Thursday, June 23, 2011
When your child is born with Down syndrome a whole new world opens up. At first that is a major understatement. All the dozens of baby books you've previously read suddenly seem obsolete. Now you have to pick out new books and learn things you may have never considered.
I will be the first to admit that when Cora was diagnosed with Ds I didn't know a thing about it. I had never even met a person with Ds before. So I knew that I'd need to learn and learn quickly.
If you're interested in learning about Ds it's important to seek out current and reputable information. Believe it or not, a lot of the information that is spread about Ds is still out of date, inaccurate and very degrading. And a lot of that information is sadly spread by doctors who counsel expectant parents. (But that is another topic in and of itself.)
A good resource will advise you to use people first language when speaking of a person with Ds. This means speaking of the person first, rather than the diagnosis. A baby is a "baby with Down syndrome" instead of a "Down's baby." You will also learn that the term to use is Down syndrome (capital D lower case s) and not Down's.
This may seem trivial to some people. You may wonder why language really matters. But when suddenly people are speaking about your own precious baby the language they use becomes much more important. Because you don't just see the "Down's baby" that the nurses refer to. You see your baby. And when people, even with the kindest of intentions, begin to make generalizations about your child or use language that makes your child seem less than worthy, it doesn't seem right. Because it's your baby. Not simply a "Down's baby" that can be lumped into a category consisting solely of generalizations and stereotypes.
Another distinction is between the preferred term "typical" versus the dreaded "normal".
This distinction seems rather important. A thread on the Babycenter Down Syndrome board today posed the question asking why using the word "normal" is considered so un-PC in the Ds community.
And this is a question I've asked myself. Do I really care whether someone says "Down's" or "Down syndrome?" Does it really bother me if someone calls their "typical" child "normal?"

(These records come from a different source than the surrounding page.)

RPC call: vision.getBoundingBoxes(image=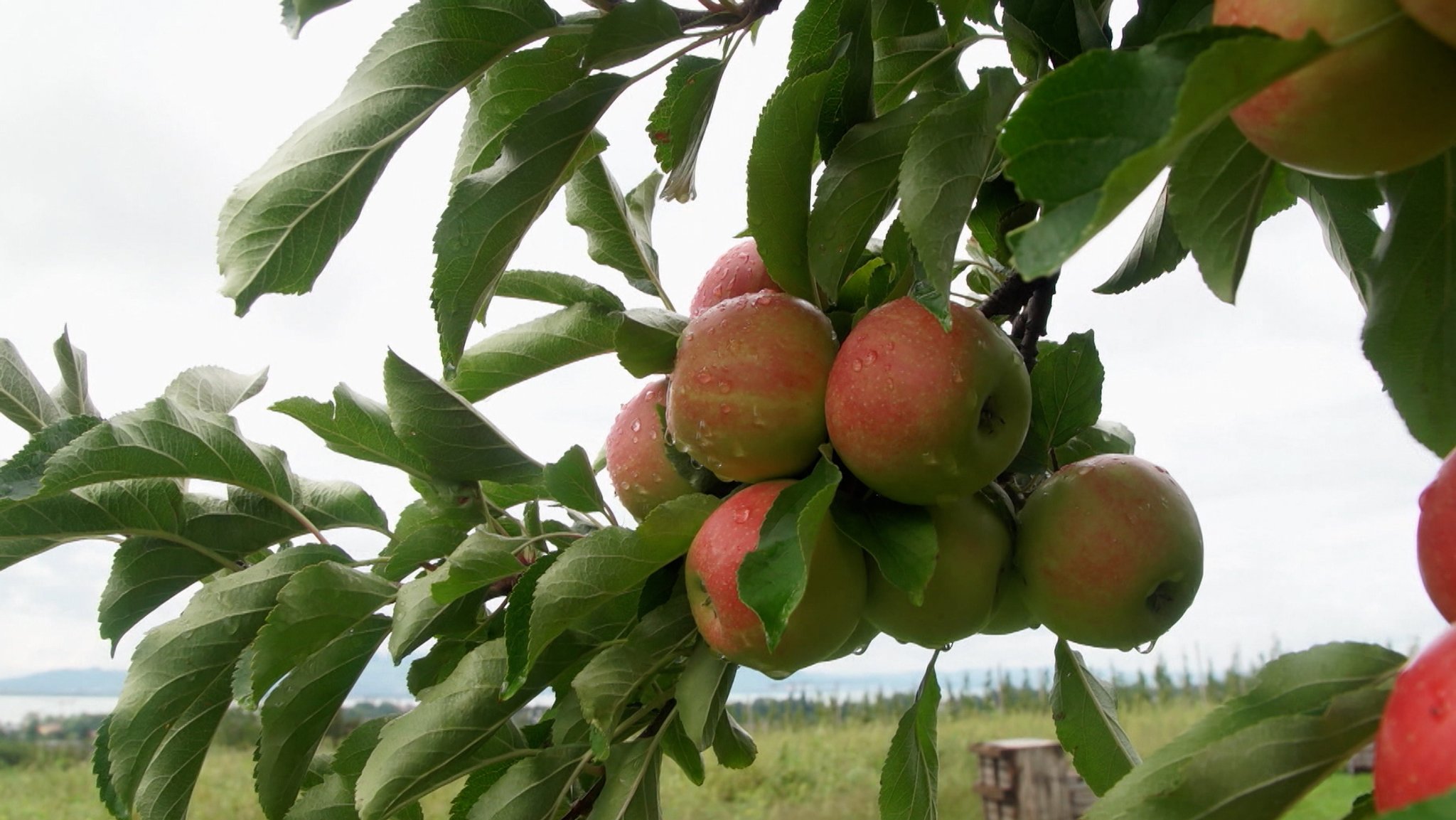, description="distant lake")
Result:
[0,695,117,727]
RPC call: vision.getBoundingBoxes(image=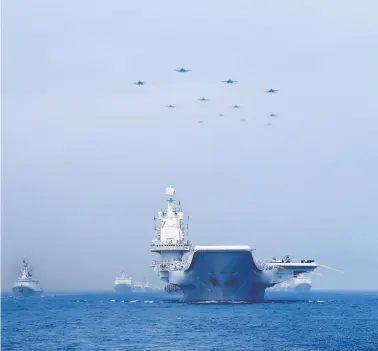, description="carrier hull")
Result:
[114,284,133,294]
[169,249,269,302]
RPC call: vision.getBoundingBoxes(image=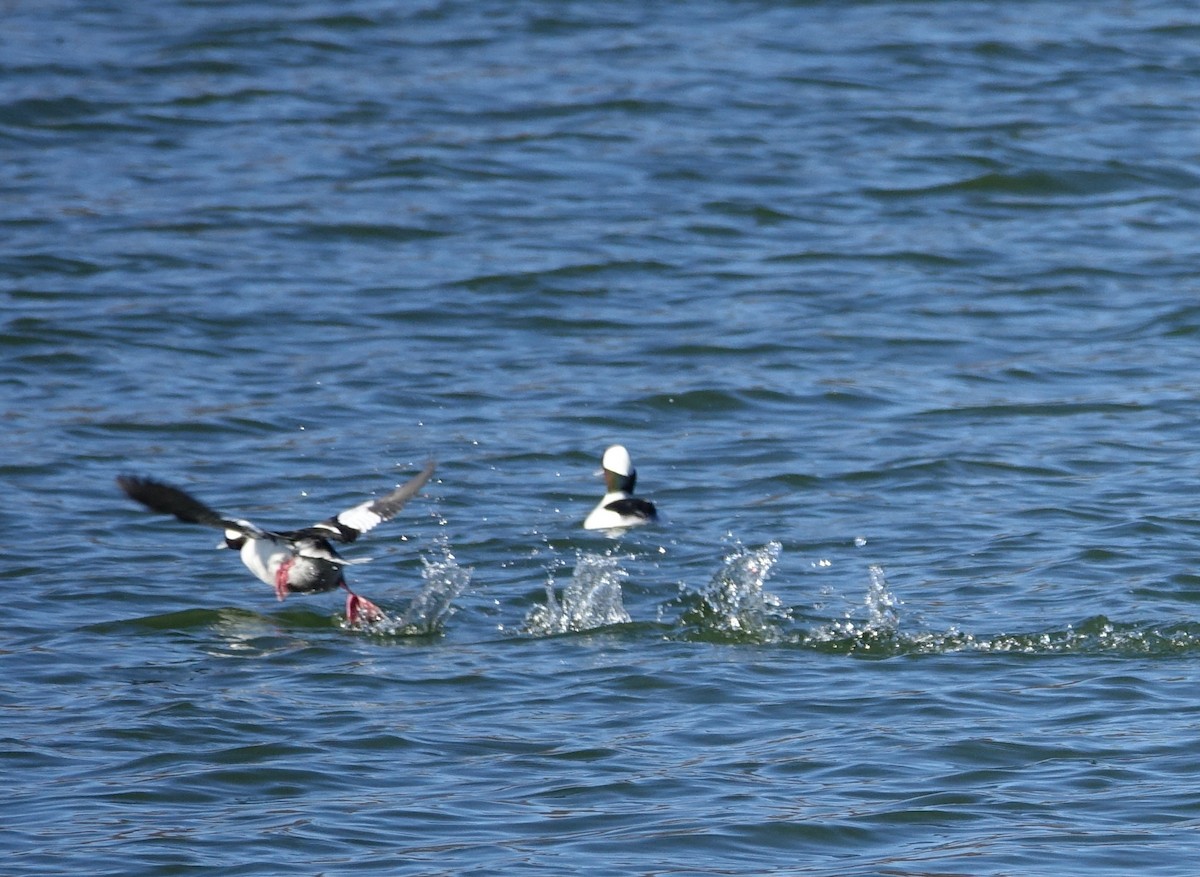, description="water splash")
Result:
[683,541,788,642]
[802,564,901,651]
[524,552,631,636]
[342,545,472,636]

A number of parents weighed in, some stating that the distinction didn't seem important. But others made some good points and gave perspectives that really helped me understand the uneasy feeling I get in my gut when my daughter is evaluated by whether she falls into the category of "normal."
One thoughtful parent stated that in their mind, "normal" is the way something is supposed to be; whereas "typical" is the way something usually is. Someone else took it a step further and wrote that the connotation of the word is important. That by calling a typical child "normal" we are calling our children with 47 chromosomes "abnormal." And that "abnormal" is simply more hurtful.
Another posted that her child is not abnormal, but just has Ds. And I think that is the way I feel. Cora is certainly not abnormal to me. She is the way she is supposed to be.
So do I really care? Yes and no. I can overlook someone not using the proper terminology, especially if the intention is still kind and the person doesn't know the politically correct distinctions that our community has made. Perhaps I will even get more comfortable educating others as time goes by. But overall, it is important to me that Cora is seen as a person first. That she is seen as an individual. And using words that are respectful to her as a person is important to me.
I know that Ds is still unfamiliar to many people. I can hardly blame them, considering where I was only 6 months ago. But one of the gifts I received when I was blessed with Cora is the role of being her advocate. I am certain that will come to mean many things throughout her life. But for now I can start to convey what I am learning to the people in our lives.
And in all of this, I think the most important thing I've learned is what I know simply from knowing Cora. I can't say that I KNOW Down syndrome now. But I know what is important to me about Down syndrome. At least so far. And the rest I will certainly learn as I go. As we go.